Cranberry's Community Chest hopes yearly project will boost VFDs across county
Volunteer fire departments throughout the county stand to benefit from Cranberry's Community Chest's 2015 project of the year, organization officials said.
The group will use its annual Community Days event, scheduled for July 10-12, to start raising money for a trailer that will be used to train families and businesses about fire safety and for scholarships at Butler County Community College for students who agree to volunteer with a fire company.
“We're very excited that this is county-oriented,” said Bruce Mazzoni, chairman of the chest's Community Days. “It will be something to see, in a year or two, are we making a difference?”
“We're all hurting right now,” said Steve Bicehouse, director of Butler County Emergency Services.
“I applaud anyone who takes the steps to open dialogue, to open a pipeline for potential candidates, anyone who is thinking outside the box.”
Bicehouse didn't have specific numbers for volunteer firefighters in Butler County, but said the numbers have been dropping.
“It's bad,” said Bicehouse, also a volunteer firefighter for Evans City. “I've been in the fire service since 1986, and we don't have near the volunteers we did in 1986.”
Pennsylvania had about 300,000 volunteer firefighters in 1976, according to state Fire Commissioner Ed Mann. He said that the last official count was around 70,000 in the late 1990s. He believes it's now closer to 60,000.
Experts have blamed the drop on a lack of interest and on more demanding jobs leaving less time to volunteer.
The total cost of the 2015 project is estimated at $500,000, including the training trailer, Mazzoni said.

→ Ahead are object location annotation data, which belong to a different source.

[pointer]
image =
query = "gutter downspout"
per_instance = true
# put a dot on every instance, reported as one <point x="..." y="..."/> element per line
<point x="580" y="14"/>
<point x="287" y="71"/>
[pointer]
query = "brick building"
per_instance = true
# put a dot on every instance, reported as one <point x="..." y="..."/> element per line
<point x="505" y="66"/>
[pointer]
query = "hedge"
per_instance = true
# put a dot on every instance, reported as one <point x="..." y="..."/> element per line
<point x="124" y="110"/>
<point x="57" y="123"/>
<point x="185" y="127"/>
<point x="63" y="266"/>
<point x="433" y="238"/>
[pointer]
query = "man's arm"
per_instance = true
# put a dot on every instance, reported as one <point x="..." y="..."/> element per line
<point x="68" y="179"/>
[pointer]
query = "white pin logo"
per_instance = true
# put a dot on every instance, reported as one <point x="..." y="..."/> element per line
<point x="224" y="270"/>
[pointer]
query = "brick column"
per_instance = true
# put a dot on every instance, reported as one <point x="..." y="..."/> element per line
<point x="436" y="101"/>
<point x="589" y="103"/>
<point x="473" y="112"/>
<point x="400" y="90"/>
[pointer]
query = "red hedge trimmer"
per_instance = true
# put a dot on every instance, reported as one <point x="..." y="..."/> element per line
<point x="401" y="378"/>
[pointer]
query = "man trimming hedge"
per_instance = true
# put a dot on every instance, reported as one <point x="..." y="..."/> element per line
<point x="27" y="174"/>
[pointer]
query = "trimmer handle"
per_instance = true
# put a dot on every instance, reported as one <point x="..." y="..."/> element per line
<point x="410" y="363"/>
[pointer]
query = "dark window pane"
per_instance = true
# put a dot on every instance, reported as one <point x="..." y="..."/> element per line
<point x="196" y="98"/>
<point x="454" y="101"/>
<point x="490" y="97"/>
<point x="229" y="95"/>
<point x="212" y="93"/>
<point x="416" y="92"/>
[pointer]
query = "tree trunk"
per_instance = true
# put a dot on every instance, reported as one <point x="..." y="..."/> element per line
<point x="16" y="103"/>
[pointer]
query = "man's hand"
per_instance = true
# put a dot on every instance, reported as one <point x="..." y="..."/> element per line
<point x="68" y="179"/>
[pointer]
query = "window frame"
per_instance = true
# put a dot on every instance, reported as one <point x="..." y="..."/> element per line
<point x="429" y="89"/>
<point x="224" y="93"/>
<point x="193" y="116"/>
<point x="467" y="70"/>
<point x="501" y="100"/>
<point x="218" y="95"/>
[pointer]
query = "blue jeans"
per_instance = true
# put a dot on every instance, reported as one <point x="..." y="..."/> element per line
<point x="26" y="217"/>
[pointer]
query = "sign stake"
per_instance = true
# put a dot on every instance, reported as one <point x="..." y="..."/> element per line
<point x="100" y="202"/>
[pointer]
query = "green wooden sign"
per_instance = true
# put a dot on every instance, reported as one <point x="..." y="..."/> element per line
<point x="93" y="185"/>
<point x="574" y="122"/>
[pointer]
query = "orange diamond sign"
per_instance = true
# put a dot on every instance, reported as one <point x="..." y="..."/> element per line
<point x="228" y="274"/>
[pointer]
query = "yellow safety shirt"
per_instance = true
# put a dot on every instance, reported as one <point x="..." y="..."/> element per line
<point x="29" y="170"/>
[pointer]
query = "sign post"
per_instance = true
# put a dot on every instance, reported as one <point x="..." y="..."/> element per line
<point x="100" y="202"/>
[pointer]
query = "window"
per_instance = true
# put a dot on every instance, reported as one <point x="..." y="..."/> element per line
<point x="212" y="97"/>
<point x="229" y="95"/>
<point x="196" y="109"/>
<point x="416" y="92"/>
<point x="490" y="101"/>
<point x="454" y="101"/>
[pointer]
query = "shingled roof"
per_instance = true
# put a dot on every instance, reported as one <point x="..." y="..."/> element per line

Cranberry's fire department already has a program in which members go to local businesses to teach fire safety.
“A training trailer would be a good addition for use for family training,” Mazzoni said.
The trailer would be made available to all volunteer fire companies in the county, he added.
It also would help with recruiting, Mazzoni and Bicehouse said. “There's a lot of people in the community that don't even realize they are volunteers. Many think a lot of firefighters are paid,” Bicehouse said.
Mazzoni said the group wants to fund between 15 and 20 scholarships a year at the community college, where students pursuing any degree would receive reduced tuition with the promise to join a fire company.
Students could receive firefighter certification at the college, which has a public safety program and training center there, Mazzoni said.
The Community Chest usually announces its annual community project in the fall, but decided to use the July event to start fundraising. The project will begin a few weeks after the 2014 project of the year is completed.
Outdoor exercise equipment will be installed within the next six to eight weeks at several stations in Graham and North Boundary parks, Mazzoni said.
Nearly $200,000 in fundraising will pay for the equipment.
Past community projects have included installation of an electronic community sign at Routes 19 and 228, and construction of the Scouting plaza in Graham Park in 2012 and the Kids Castle playground in the township's Community Park in 2013.